Letters: Don't Change Too Much

BY JACK HAUEN

I hiked a lot in Europe last year. The views were top notch.

In Italy’s Cinque Terre, for example, you get mind-blowing vistas within minutes of stepping off the train. Coming from car-brained Canada, I thought this rail-to-trail deal was incredible.

But after a while, the stairs, handrails and pavement started to dull the shine. At times, the crowds crept through chokepoints: a throng of flip-flops and Bluetooth speakers. A café serving Aperol spritzes on top of a cliff felt like a strange dream.

Cinque Terre is far from the backcountry. But it’s emblematic, very broadly speaking, of the European approach to the outdoors: a bit more accessible, a bit more sanitized.

So when I read Corey Buhay’s excellent piece in Issue 5, in which experts predicted that America's backcountry could soon, out of necessity, "more resemble Europe's," I winced.
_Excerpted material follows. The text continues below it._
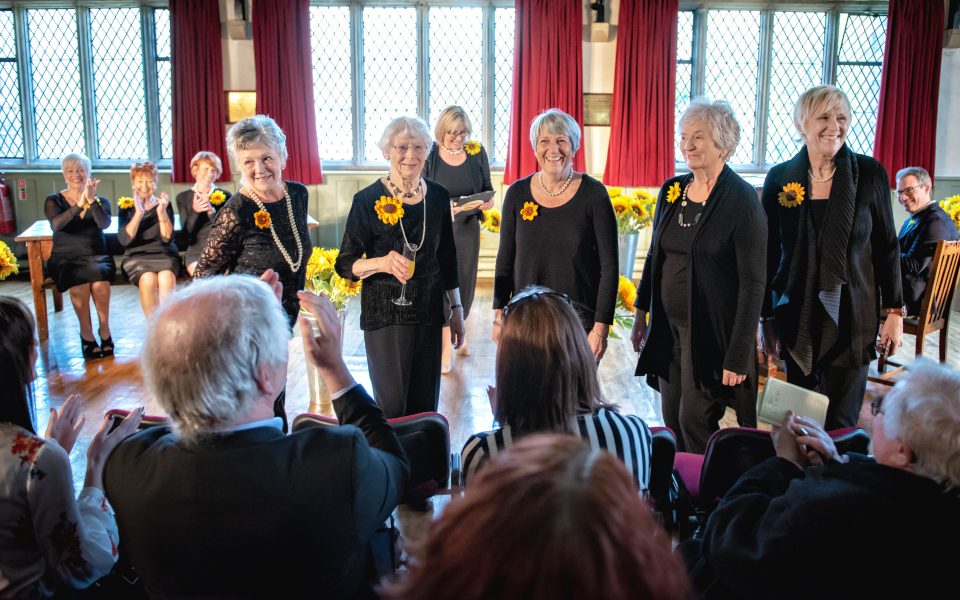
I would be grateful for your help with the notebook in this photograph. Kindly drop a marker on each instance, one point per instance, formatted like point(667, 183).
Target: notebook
point(779, 396)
Am I an elitist jerk, I thought? Isn’t it good to get more people outside? Yes.

And yet, from Montenegro to Macedonia, I cringed at the mountaintop chairlifts, guardrails and €12 pints. Even high in the Albanian Alps, the famous Theth–Valbona route has four cafés along its 10-mile path.

When I got back home, I took a trip to Banff—Canada’s most touristy mountain town. Day hikes there felt remote by comparison. Only a few other hikers and I exchanged nods on the way to the top of Mount Rundle, a five-minute drive from downtown.

I pushed myself hard. I carried what I needed. I felt relieved, in tune with the world.

The experts in Issue 5’s article preached the value of Indigenous-led conservation, of more frontcountry visits, and of generally not letting people do whatever they want on public land.

Those changes can’t come soon enough.

But when I think about being on top of a mountain in Banff, not a coffee shop in sight, the last thing I want is, as Buhay put it, to feel “more hemmed in, more regulated, more manicured.” Selfishly, I hope North America’s backcountry doesn’t change too much—even if I was never entitled to it in the first place.